A few notes for myself, and any one else interested, from last Friday's conversation, informed by, among other things, some questions about how open-ended inquiry might or might not work in humanities teaching (see also Inquiry and historical research in the literature classroom).

The starting point was the question of how to make students interested, how to engage them with the material of a course. The suggestion was to start with questions, not necessarily answerable ones but rather ones that are interesting to both students and teachers. This creates for students from the outset an atmosphere in which the can "feel for themselves" and "find out for themselves". It creates for teachers the opportunity both to rethink why they are interested in the material and to look forward themselves to the possibility of seeing it in a new way. The contrast is starting out with either foundational material or questions to which the teacher knows the answer. In either case, there is a risk of students being passive or trying to figure out what the teacher is trying to get to rather than fully engaging with the material themselves. And a risk of disinterest/a sense of obligation on the part of the teacher.

If one is going to work in terms of students' (and teachers') interests instead of a pre-existing content outline, the question arises of how long one persues a given topic. The intriguing suggestion was made that one stays with a topic until people get "bored", ie until it no longer is generating interesting new ideas and questions.

Would this suffice to assure "significant movement" as opposed to "just bullshitting"? Perhaps one can rely on the teacher's greater experience and familiarity with the material to tell when a collective inquiry is no longer generative, and to convey to students a commitment to the novel and distinctive. Zen education provides a possible model along these lines. Student responses to unanswerable questions are challenged by the teacher until the student comes up with an answer that the teacher hasn't yet thought about and so can't challenge. At that point, a new question is posed, and so on. In dealing with unanswerable questions, students are expected first to "surprise" themselves with an answer, and then to "surprise" the teacher, rather than to either know or discover the "right" answer.

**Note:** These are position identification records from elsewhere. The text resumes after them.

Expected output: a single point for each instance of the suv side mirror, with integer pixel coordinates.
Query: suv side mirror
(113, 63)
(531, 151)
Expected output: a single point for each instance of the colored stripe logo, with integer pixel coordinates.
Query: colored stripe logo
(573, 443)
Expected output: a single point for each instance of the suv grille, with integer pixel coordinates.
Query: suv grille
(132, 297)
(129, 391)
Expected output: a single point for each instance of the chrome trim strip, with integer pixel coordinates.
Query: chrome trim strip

What's in the way of such an approach? Teachers seem, in general, to be reluctant to "take risks", to do something without knowing where it may go. Th open-ended approach would, in this respect, seem to place an unreasonable burden on the teacher since there are so many ways things might go. An alternative is to recognize that the teacher is more familiar with the material than the students and needs only to know that there are some places it might go that can be productively challenged and others that will lead in interesting directions. That, the boredom criterion, and the teacher's own curiosity should provide enough support for risk taking.

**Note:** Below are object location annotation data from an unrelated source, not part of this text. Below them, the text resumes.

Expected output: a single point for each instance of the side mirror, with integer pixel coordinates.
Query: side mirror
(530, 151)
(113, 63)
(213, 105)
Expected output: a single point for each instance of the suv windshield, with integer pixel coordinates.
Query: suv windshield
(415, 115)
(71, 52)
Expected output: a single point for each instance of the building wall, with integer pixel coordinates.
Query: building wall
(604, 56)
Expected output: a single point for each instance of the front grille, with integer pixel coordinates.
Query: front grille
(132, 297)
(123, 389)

An interesting test of this approach has to do with medicine, and one's expectations of doctors. Would one prefer to have them answer questions, or to be "informed inquirers", and work with patients? Should pre-med students want/expect to "have teachers teach me rather than explore it myself"? Which form of education seems likely to produce better doctors?

Perhaps in general one should evaluate the effectiveness of an educational experience not by how much someone knows after it but by whether they questions they ask after the experience are more sophisticated than the ones they asked at the outset.  This might apply to science, premedical curricula, and the humanities as well?